[length warning] My wife recently decided to cull the museum that I call a clothes closet. I could not have made the decision alone.
One of the first things to go: all my suits, including my first custom-tailored suit: a three-piece black pinstripe made for me by the Scottish tailor in the back alley behind what was then Bank of America world headquarters at California and Kearny. Given downtown SF’s regular icy fogs, it was made of sturdy wool. In sunny Contra Costa County, it was less suitable. I had only worn it once or twice a year for a decade, so out it went. Since my weight has varied by 80 pounds over the years, that suit had been taken in and out more than an accordion.
Fortunately my high school letter sweater escaped, so I wore it for the first time in decades this spring. Shockingly, no moth damage. Also shockingly, it still fit.
The 1940s white Tuxedo jacket bequeathed me by my father-in-law (my dad only owned one tie, and I got that too; so far, no tie culling) is still there; I wear it once a year at a band concert.
I wear my tuxedo at least four times a year at band concerts, and although it was tailor-made for my in 1985, it looks as good as new because a) it is seldom worn, and b) I paid a ton of money for a quality job.
Cull to the contrary notwithstanding, I still have shirts that are older than my daughters.
I am certain my 30 ties will end up being worn in some of the Bay Area’s finest homeless settlements, but I am slightly saddened that my two dozen cufflinks, unwanted by my sons-in-law, are going to end up scrapped―not even used jewelry stores want them. Outside of acting, television and politics, there is no man left in America who still wears French Cuff shirts.
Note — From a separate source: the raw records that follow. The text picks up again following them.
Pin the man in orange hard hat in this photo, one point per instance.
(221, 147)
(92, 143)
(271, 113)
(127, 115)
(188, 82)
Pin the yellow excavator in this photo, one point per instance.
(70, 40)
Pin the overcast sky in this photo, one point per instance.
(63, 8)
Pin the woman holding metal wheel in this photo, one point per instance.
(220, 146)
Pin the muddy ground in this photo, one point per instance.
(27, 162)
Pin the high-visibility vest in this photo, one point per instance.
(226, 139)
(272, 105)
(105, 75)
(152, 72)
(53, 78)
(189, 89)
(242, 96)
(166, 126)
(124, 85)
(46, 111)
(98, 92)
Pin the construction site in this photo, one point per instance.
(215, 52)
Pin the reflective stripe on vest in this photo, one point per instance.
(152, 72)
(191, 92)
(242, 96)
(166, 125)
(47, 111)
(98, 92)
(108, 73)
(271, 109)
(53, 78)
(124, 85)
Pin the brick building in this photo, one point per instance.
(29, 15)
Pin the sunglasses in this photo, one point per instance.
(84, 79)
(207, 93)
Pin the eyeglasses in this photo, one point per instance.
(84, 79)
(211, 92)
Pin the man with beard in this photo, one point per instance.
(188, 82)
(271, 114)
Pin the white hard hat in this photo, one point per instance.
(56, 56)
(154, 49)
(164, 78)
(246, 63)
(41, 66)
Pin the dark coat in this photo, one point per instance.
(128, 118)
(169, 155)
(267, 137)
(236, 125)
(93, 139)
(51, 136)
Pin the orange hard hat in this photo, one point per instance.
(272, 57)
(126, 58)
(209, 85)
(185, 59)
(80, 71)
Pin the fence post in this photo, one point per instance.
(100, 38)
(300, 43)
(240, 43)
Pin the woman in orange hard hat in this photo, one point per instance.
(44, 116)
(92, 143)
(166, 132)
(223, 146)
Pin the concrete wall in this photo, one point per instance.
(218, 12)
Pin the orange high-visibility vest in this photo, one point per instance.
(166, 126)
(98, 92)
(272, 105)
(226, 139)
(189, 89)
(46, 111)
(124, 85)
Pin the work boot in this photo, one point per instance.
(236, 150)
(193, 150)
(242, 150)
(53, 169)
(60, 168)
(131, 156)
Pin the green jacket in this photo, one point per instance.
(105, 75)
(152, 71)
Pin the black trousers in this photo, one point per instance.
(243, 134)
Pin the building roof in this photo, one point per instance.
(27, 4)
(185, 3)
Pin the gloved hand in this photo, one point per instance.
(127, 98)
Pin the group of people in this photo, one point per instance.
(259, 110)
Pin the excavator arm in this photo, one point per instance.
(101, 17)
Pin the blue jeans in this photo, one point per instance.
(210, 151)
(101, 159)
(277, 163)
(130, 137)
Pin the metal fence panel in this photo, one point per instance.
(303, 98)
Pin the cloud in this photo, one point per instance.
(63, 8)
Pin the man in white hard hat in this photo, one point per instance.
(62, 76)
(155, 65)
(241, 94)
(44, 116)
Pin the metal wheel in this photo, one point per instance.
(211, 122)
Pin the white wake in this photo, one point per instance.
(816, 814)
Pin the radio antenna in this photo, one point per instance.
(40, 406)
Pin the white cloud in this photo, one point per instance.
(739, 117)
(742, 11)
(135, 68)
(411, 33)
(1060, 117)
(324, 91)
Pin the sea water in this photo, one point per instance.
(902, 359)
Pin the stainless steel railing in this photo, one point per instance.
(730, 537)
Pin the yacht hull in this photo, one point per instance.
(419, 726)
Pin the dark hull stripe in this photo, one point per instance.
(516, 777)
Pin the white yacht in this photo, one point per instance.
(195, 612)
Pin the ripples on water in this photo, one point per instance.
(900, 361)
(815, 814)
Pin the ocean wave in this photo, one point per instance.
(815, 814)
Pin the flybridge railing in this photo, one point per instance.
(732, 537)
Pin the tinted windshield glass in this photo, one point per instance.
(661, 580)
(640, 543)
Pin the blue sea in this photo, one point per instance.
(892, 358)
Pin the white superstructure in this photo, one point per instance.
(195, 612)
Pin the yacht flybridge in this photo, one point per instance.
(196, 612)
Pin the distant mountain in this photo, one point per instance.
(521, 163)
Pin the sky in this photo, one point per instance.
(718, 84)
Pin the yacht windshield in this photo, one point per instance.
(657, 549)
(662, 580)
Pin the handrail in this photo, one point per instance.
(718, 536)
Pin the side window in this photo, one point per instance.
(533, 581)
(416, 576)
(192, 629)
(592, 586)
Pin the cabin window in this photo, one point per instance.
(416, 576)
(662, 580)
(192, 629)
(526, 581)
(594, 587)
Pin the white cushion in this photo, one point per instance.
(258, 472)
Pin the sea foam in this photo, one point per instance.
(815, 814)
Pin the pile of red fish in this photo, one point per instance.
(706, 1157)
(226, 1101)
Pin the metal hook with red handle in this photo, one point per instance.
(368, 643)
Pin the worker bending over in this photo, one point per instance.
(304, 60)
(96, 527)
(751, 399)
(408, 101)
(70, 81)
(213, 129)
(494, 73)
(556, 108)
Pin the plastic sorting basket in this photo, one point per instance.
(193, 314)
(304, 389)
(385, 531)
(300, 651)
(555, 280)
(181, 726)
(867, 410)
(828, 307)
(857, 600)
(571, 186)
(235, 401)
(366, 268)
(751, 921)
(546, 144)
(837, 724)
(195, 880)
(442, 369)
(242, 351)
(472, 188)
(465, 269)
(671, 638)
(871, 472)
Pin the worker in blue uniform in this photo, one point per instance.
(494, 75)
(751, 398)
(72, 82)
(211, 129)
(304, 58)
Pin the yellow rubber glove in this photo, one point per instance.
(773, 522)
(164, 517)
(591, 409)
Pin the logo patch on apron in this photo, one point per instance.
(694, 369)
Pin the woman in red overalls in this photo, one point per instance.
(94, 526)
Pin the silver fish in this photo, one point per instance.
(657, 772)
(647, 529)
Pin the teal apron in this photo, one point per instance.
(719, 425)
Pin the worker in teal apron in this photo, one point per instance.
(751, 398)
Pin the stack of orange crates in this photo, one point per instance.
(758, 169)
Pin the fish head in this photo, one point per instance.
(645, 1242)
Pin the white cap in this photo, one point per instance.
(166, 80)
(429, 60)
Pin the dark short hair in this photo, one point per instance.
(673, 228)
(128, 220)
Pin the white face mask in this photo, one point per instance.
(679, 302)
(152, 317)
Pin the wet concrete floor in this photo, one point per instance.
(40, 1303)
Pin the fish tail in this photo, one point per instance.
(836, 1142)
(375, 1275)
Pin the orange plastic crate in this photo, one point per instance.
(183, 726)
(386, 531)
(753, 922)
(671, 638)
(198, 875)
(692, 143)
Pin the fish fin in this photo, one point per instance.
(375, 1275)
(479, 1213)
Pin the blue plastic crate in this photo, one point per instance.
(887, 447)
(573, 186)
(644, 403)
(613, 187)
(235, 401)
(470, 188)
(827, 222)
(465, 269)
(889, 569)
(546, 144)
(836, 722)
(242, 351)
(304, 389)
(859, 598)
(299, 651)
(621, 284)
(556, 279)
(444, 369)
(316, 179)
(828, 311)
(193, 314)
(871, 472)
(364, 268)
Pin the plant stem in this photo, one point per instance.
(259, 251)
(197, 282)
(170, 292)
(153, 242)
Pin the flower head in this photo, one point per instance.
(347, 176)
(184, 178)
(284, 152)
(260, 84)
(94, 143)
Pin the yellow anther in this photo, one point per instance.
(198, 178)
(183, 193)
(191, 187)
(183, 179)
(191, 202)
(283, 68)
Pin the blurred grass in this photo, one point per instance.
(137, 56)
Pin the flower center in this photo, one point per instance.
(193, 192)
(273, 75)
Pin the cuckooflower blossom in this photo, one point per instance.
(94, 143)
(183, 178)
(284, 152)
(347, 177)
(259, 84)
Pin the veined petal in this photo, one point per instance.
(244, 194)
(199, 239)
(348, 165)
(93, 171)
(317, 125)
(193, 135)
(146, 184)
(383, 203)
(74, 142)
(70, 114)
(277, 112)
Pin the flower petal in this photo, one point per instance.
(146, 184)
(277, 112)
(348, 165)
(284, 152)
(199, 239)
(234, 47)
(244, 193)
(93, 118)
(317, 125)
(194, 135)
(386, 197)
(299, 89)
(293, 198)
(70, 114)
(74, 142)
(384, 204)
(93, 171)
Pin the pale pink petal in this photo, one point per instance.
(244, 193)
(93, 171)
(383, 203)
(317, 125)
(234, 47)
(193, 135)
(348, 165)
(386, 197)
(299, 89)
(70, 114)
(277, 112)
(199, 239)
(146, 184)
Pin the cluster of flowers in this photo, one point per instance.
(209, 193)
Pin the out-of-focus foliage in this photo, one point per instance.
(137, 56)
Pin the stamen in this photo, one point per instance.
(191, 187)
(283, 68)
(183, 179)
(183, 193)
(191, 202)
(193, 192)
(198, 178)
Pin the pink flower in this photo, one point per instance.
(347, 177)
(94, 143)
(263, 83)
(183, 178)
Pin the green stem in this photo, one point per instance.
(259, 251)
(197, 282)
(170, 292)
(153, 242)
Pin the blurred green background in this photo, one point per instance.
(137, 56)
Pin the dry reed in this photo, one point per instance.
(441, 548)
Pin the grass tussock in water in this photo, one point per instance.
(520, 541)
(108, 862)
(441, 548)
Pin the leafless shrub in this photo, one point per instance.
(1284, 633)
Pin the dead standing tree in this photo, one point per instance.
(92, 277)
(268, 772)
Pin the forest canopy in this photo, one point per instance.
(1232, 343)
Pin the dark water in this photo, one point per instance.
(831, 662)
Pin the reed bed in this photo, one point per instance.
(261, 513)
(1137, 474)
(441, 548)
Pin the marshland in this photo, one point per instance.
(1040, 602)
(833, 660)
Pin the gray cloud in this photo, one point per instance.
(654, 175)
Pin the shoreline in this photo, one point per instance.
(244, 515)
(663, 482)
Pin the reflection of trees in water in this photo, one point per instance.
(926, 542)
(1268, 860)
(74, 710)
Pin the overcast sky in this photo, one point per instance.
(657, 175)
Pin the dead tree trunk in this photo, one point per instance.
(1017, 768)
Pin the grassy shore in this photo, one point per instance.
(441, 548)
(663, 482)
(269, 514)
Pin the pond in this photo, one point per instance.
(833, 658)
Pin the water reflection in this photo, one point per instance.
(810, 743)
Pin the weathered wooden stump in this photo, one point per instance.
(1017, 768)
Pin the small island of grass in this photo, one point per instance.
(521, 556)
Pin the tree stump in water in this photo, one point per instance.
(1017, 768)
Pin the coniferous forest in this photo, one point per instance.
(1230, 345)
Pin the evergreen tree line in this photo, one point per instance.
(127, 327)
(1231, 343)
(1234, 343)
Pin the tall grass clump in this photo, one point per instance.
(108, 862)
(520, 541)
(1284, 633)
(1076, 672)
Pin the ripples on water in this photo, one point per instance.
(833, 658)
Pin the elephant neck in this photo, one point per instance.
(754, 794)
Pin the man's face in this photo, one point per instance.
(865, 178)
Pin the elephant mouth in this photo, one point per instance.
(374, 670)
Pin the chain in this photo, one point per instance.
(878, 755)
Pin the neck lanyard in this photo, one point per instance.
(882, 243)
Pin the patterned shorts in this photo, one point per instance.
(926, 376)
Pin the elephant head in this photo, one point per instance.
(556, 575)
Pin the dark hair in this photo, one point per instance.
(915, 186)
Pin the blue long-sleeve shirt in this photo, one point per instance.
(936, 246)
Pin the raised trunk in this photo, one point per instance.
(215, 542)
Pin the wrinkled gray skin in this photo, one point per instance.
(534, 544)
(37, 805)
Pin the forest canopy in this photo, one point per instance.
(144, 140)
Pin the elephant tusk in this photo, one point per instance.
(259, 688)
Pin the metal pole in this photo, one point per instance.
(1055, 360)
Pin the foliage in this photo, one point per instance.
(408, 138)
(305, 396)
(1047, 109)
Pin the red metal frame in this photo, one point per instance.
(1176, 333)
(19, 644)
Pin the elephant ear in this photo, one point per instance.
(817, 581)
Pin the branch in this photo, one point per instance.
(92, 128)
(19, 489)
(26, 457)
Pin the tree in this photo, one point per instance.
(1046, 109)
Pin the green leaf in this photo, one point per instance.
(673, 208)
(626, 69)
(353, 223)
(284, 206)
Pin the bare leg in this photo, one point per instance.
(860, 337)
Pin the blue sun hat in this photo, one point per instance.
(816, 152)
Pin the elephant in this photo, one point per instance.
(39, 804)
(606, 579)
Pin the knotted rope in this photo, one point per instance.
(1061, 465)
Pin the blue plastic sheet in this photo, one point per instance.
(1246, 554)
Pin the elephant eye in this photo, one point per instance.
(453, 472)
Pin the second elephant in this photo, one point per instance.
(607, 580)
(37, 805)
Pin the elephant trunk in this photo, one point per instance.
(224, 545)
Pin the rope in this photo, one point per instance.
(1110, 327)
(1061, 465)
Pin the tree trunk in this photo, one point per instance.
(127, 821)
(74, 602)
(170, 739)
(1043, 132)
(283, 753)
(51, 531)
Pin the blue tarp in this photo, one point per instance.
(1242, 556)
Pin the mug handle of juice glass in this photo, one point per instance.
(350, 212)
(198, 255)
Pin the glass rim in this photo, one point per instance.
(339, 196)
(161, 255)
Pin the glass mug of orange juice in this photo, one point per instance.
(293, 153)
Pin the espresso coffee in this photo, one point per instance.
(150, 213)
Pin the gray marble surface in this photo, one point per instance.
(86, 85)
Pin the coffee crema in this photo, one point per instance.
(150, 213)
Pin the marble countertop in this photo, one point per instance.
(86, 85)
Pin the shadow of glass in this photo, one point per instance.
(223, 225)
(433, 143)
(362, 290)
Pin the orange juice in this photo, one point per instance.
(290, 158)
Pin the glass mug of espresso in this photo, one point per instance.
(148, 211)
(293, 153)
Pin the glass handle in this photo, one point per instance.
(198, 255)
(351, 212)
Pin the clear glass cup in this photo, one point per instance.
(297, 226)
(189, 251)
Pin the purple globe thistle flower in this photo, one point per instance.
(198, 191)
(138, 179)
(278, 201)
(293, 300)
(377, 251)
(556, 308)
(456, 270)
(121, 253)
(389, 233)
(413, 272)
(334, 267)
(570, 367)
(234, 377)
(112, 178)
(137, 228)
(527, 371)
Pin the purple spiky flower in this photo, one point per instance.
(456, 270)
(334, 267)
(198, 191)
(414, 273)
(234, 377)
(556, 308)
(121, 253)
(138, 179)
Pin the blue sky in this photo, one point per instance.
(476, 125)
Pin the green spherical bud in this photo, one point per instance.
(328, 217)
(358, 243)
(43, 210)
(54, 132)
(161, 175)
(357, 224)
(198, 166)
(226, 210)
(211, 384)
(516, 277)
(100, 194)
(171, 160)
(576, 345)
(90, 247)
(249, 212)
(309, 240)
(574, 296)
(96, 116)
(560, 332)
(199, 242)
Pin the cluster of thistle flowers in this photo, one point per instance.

I, on the other hand, wore then in high school 57 years ago, at a school where most boys wore tee-shirts.
Now you know more about me than you ever imagined you would. Throughout history, people have judged others by their clothes. I used to wear bow ties because I thought they made me memorable. As one colleague said to me at the time, “Bow tie or not, no one who has ever met you will ever forget you.”